Cette action à lieu à 1mn 50.
-----------------------
PIERRE EDERNAC
1919 - 2011
par SYLVAIN SOLUSTRI
Comme le
disait un de nos proches amis : « c’est une page qui se
tourne ». Notre petit monde magique ne sera plus jamais le même sans la
haute silhouette de Pierre Edernac.
Je ne suis sans doute pas celui qui le connaissait le mieux ni depuis la plus longue date, mais le temps que j’ai passé à la tête du Groupe de Paris m’a permis de l’approcher, de travailler, d’entretenir avec lui des liens professionnels et associatifs et surtout de tisser entre nous des liens amicaux.
Je ne suis sans doute pas celui qui le connaissait le mieux ni depuis la plus longue date, mais le temps que j’ai passé à la tête du Groupe de Paris m’a permis de l’approcher, de travailler, d’entretenir avec lui des liens professionnels et associatifs et surtout de tisser entre nous des liens amicaux.
Je ne
dresserai pas ici son panégyrique, pas plus que je ne résumerai sa
carrière ; d’autres le feront mieux que moi. J’aimerais ici raconter
quelques souvenirs anecdotiques qui montreront un aspect inattendu et cocasse
de ce grand monsieur à l’air sérieux et avec lequel nous avons eu de bons
moments de franche rigolade…
J’ai reçu ma
carte de membre de l’AFAP un beau soir de 1980, si ma mémoire est bonne, des
mains de Marcalbert à la Galerie 55, petit théâtre de la rive gauche assez
réputé et dans lequel avaient lieu les réunions de scène du premier lundi.

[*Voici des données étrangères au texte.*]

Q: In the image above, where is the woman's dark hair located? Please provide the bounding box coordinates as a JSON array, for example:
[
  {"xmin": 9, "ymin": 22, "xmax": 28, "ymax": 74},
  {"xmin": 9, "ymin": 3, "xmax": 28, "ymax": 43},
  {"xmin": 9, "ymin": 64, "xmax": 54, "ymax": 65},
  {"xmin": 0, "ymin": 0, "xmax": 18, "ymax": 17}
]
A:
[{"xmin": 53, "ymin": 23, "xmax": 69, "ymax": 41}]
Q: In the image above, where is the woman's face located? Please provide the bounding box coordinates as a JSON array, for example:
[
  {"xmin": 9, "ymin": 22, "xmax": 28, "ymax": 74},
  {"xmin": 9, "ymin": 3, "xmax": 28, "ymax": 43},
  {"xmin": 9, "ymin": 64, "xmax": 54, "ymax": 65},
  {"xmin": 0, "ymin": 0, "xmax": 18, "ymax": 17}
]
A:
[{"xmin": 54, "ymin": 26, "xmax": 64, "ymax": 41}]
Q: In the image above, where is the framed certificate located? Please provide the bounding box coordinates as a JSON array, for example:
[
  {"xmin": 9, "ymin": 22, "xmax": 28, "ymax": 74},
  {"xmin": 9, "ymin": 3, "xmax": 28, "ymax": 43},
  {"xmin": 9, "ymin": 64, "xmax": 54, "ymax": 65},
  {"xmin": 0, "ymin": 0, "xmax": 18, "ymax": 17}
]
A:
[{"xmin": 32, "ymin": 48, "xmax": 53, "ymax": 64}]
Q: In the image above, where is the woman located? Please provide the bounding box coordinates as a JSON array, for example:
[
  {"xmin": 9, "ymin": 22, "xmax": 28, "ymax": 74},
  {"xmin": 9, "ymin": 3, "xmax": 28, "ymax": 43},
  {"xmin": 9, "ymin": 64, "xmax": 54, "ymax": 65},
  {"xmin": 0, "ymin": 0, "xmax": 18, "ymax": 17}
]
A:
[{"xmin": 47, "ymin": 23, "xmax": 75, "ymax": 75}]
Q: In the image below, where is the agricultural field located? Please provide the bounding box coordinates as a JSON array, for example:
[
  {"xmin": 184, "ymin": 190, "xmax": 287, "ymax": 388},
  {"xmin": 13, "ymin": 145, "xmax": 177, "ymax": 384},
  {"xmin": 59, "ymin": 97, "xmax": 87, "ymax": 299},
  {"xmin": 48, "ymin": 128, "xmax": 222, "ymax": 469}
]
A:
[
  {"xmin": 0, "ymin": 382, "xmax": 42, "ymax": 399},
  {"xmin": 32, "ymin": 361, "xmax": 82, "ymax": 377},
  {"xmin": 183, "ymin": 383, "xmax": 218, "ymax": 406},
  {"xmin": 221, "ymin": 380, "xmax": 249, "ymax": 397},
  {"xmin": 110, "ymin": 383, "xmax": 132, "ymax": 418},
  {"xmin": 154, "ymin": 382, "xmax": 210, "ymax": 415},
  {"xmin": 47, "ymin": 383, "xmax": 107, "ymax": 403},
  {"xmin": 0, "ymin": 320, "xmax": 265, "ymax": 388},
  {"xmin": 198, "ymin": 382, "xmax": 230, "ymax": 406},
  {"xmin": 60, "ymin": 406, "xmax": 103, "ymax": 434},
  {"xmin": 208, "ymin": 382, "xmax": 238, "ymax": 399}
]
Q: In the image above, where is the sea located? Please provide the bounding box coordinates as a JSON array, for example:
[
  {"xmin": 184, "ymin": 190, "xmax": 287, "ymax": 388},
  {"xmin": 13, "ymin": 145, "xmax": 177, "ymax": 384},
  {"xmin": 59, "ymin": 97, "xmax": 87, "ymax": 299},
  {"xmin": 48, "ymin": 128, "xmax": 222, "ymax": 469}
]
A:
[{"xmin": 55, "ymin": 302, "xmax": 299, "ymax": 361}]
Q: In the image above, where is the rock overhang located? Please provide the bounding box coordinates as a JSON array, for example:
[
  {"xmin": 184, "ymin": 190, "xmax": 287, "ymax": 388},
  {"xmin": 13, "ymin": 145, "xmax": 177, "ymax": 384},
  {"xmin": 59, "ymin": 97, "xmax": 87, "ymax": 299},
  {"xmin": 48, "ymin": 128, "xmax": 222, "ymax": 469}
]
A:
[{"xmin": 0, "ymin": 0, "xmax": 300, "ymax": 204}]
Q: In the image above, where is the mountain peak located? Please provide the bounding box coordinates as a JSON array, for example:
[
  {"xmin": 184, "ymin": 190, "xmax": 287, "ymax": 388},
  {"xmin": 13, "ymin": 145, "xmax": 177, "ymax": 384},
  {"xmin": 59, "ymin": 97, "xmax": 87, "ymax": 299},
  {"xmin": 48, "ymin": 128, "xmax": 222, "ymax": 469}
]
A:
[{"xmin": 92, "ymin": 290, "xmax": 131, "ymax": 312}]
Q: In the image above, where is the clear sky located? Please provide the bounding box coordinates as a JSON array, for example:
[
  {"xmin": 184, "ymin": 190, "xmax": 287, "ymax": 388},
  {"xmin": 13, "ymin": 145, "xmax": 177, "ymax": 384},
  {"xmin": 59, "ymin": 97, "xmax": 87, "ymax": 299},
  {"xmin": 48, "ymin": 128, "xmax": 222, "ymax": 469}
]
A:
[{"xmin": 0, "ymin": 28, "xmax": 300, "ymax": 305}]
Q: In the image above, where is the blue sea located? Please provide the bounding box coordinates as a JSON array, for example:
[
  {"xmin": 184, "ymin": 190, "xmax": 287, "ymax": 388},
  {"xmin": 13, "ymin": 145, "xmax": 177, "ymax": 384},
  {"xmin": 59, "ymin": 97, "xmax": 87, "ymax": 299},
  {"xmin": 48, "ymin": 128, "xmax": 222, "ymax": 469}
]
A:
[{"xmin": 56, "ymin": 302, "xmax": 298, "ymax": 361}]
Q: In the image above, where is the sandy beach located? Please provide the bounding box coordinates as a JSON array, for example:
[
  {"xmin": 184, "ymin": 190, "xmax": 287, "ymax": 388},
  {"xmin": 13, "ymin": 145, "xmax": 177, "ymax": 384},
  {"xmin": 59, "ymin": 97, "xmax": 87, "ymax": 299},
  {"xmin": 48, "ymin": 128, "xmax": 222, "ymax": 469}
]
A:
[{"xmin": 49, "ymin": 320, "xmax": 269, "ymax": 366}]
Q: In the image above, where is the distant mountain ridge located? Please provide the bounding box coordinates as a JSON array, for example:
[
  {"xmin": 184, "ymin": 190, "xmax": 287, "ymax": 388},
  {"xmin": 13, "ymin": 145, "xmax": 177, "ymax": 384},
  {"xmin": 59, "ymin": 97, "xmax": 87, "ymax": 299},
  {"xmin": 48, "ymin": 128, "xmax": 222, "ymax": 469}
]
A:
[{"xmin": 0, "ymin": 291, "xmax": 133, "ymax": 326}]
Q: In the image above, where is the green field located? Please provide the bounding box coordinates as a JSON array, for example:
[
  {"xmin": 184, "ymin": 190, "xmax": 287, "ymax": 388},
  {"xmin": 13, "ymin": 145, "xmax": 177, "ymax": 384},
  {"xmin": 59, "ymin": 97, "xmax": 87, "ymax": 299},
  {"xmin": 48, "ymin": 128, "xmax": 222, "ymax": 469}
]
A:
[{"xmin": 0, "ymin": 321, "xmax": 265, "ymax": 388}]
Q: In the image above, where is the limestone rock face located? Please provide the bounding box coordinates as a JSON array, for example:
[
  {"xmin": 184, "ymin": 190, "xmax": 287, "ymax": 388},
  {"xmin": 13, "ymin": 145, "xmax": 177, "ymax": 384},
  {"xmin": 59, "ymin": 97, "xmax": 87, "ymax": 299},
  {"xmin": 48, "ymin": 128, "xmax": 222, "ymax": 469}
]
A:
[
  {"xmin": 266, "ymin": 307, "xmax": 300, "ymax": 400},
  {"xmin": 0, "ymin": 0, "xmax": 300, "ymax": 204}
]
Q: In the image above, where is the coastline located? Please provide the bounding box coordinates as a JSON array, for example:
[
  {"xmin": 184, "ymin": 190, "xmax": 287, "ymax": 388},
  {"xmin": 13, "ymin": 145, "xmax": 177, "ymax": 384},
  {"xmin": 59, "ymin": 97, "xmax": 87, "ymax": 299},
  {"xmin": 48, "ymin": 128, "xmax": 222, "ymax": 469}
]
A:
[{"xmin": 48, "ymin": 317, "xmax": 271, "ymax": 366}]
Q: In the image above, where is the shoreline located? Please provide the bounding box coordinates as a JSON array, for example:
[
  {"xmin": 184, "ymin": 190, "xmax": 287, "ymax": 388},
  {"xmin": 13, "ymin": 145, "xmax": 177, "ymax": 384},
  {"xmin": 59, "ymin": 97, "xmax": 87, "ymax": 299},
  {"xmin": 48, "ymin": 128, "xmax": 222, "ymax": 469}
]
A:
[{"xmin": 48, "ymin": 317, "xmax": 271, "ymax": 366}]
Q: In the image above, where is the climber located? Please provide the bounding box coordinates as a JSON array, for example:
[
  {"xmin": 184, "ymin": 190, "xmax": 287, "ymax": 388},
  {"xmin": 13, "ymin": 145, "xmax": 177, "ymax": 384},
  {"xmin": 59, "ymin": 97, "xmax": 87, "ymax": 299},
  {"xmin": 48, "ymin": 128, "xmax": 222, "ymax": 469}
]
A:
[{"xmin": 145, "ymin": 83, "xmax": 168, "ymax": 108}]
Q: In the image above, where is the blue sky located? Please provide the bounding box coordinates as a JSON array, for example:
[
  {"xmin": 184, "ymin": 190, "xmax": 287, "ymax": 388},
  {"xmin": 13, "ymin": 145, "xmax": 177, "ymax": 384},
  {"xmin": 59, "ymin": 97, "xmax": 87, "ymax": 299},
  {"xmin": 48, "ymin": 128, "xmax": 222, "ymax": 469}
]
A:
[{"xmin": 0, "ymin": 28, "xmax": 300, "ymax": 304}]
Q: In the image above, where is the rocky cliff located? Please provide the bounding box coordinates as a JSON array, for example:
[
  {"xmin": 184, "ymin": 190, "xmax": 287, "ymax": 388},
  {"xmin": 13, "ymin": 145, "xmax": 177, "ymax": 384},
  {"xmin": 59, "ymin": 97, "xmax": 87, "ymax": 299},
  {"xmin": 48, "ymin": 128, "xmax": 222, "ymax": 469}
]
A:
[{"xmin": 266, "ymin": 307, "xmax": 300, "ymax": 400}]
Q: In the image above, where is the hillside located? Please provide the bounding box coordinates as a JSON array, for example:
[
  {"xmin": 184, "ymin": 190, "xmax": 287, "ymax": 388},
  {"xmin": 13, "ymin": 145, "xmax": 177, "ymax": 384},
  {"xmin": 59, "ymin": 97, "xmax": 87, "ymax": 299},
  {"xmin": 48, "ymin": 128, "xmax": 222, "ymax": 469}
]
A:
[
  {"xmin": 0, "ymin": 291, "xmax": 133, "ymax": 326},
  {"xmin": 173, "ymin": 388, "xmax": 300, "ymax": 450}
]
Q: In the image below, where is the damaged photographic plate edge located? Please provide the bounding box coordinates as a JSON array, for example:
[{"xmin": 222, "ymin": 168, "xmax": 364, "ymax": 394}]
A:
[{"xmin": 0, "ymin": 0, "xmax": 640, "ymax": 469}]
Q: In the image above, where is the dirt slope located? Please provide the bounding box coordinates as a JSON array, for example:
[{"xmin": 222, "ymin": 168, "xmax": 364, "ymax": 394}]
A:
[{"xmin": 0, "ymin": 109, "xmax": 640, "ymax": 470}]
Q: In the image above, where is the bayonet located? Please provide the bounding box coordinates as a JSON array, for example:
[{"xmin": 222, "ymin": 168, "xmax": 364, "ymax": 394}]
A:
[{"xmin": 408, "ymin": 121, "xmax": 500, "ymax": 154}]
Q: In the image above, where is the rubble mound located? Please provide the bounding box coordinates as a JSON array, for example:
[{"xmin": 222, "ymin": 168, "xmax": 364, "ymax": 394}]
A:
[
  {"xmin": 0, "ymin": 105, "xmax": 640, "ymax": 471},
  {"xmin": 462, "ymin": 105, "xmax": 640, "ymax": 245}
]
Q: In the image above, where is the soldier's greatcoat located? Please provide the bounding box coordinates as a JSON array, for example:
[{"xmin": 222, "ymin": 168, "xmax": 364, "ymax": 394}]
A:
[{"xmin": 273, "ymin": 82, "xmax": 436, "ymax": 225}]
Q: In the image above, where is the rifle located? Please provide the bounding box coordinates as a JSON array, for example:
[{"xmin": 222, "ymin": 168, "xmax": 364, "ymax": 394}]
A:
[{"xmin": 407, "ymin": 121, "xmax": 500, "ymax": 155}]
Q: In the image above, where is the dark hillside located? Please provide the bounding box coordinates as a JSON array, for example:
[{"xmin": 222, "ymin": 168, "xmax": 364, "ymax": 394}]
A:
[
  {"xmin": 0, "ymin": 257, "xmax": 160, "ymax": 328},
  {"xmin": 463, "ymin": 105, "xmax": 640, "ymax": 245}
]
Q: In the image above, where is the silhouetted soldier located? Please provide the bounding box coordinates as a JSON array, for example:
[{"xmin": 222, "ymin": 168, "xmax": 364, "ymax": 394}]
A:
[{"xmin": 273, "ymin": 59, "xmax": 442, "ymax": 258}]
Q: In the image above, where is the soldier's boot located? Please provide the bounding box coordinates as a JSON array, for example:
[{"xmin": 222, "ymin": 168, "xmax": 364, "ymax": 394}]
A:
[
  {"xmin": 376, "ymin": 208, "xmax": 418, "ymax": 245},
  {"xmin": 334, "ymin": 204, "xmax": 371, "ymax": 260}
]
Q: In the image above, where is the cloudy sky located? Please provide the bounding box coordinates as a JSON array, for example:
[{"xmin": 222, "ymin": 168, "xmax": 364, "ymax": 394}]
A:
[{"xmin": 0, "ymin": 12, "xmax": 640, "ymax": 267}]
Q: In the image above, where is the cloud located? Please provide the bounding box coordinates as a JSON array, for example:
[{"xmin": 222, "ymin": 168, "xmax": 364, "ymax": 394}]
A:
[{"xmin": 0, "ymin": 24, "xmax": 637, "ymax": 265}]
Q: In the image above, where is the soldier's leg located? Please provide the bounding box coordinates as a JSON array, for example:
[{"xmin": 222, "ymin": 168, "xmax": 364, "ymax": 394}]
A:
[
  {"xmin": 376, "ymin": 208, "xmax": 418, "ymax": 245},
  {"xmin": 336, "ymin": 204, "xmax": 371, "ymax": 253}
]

Derrière la scène se trouvait une petite salle avec un bar où nous restions après les réunions jusqu’à une heure avancée.
C’est là que je vis Edernac pour la première fois. Un petit groupe s’était formé autour de lui. Je m’approchai et ce que vis ce soir-là pour la première fois – et que je devais revoir souvent par la suite - m’impressionna au plus haut point : les cartes changeaient à vue, disparaissaient, réapparaissaient sous son bras, se transformaient sans que le novice que j’étais puisse comprendre. Pierre était un grand pédagogue, chacun le sait, et s’adressant en particulier à moi qui venais d’arriver au club, il commença à expliquer les techniques de ce que je venais de voir.
Quelle leçon ! Merci, Pierre… Il termina en demandant une cigarette. Il exécuta quelques manipulations puis… fuma la cigarette.
Je compris plus tard qu’il faisait le coup à chaque fois, non pas par avarice, mais parce que sa chère Suzanne n’aimait pas qu’il fume. « L’emprunt » de la cigarette lui permettait de fumer avec les copains sans rentrer chez lui avec un paquet dans sa poche ! On me pardonnera de révéler aujourd’hui ce secret de Polichinelle : il y a prescription !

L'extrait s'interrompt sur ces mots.